~8 tok/sec with ~5k context on vLLM with Flash Attention and `kv_cache_dtype="fp8"` on 3090TI 24GB VRAM
The AQLM format seems quite promising to fit that sweet sweet Q8_0
performance onto a home desktop rig. Still experimenting and setup a demo repo that might help folks get something up and running quickly (possibly on Windows with Docker [untested still]) https://github.com/ubergarm/vLLM-inference-AQLM/
Is there a .json
file available to feed vLLM
for the quantization_param_path="somefile.json"
? Not exactly sure if it would help, but experimenting with setting kv_cache_dtype="fp8"
seems to fit a little more context before OOMing...
Will be interesting to see the adoption of AQLM and what models with larger base contexts are quantized in the near future given the fairly hefty quantization demands.
Exciting stuff! Thanks for sharing!
The quantization params are in config.json
right here and both transformers
and vLLM
support it out of the box without any additional configs.
We have put out small demo for vLLM. The link is in the GitHub repo readme. From my own tests, context up to 3000 tokens (without fp8) works with this model on RTX3090.
llm = LLM(
model="ISTA-DASLab/Meta-Llama-3-70B-Instruct-AQLM-2Bit-1x16",
enforce_eager=True,
gpu_memory_utilization=0.99,
max_model_len=3000,
)
Ahh thanks for pointing that out.
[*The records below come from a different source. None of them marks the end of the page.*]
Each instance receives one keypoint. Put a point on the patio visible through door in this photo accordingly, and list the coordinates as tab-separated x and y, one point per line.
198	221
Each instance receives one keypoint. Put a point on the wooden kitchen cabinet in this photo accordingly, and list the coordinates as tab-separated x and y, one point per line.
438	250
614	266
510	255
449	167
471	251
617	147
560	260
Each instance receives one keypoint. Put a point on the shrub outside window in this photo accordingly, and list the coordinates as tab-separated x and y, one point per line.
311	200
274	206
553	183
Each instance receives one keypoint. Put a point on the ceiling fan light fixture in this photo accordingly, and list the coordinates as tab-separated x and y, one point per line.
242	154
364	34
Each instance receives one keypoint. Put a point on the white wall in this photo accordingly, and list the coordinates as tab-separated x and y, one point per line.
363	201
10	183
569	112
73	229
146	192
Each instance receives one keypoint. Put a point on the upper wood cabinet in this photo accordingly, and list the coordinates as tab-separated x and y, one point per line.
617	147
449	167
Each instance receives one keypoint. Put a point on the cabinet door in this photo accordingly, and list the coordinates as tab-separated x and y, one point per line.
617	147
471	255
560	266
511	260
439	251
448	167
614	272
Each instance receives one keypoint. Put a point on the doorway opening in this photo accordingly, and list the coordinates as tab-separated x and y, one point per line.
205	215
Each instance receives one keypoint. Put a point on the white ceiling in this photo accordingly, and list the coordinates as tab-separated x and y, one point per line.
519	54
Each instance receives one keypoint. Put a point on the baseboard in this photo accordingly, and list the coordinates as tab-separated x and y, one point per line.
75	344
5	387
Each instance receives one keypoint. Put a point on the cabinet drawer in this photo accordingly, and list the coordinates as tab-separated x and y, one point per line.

Yes, I got your small demo working locally with 5k context using "fp8" just for testing, but likely won't bother for actual use:
WARNING 05-06 22:48:50 model_runner.py:211] KV cache scaling factors provided, but the KV cache data type is not FP8. KV cache scaling factors will not be used.
Looking into the evaluation stuff now, thanks for releasing this models in this interesting AQLM quant!